The limitations of using 2022 data, which is still influenced by the disruptions of the COVID-19 pandemic, should be noted. Missing accountability metrics and other gaps in the Massachusetts Department of Education and Urban Institute datasets pose challenges to drawing definitive conclusions for future actions, whether personal choices like where to live or policy decisions at the state or district level. Future studies would benefit from examining more detailed trends in expenditures, curriculum offerings, and teacher experience/expertise to better understand their impact on overall district metrics and measures.
While this analysis may not directly inform decisions about where to live, it provides a framework for exploring public school data and raises critical questions about resource allocation and educational opportunity.
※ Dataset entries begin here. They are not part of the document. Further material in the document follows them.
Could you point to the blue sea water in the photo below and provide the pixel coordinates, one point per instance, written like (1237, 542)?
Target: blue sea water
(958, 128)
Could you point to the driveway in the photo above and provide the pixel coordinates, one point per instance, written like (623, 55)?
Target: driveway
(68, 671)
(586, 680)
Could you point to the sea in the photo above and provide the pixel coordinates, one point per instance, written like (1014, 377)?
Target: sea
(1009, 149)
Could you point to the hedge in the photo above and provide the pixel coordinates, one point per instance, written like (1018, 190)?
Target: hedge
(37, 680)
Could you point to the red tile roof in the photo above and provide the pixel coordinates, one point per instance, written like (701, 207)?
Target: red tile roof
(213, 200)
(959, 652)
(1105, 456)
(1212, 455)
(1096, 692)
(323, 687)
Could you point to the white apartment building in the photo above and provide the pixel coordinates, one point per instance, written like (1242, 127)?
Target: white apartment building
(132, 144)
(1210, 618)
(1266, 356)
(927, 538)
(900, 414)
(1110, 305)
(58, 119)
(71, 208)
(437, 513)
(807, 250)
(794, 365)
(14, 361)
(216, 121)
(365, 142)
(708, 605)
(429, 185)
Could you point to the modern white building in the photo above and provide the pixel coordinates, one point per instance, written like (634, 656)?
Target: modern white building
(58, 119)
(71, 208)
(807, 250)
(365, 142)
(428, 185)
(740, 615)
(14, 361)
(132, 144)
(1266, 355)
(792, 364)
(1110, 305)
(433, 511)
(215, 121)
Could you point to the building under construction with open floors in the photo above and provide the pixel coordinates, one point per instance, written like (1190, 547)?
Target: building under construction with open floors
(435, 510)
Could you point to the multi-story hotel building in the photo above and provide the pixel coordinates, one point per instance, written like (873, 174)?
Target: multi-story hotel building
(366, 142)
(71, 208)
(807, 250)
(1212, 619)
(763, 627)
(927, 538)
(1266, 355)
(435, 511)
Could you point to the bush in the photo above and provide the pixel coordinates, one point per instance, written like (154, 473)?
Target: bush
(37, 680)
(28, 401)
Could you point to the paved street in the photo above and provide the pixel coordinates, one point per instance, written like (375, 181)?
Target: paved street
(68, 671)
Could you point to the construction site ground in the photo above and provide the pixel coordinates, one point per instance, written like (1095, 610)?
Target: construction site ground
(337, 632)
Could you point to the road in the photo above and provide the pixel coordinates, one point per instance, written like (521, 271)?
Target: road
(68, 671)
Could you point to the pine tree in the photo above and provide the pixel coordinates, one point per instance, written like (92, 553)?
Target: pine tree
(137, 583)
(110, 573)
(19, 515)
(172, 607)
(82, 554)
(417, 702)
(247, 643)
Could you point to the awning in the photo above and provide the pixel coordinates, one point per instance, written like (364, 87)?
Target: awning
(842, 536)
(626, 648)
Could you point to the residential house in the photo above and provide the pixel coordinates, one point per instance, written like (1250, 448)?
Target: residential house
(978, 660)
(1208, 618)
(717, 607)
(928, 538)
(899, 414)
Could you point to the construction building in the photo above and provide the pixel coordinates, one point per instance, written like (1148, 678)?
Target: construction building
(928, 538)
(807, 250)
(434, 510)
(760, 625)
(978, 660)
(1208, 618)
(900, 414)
Future iterations could incorporate more granular data points, such as parental reviews, advanced placement course availability, median SAT scores or MCAS scores, or extracurricular offerings, to create a more comprehensive understanding of school district characteristics.
At the end of the day, evaluating school districts requires both data-driven insights and personal experience. By refining this analysis with additional data and perspectives, we can better inform public policy and personal decisions alike, in the great state of Massachusetts or elsewhere.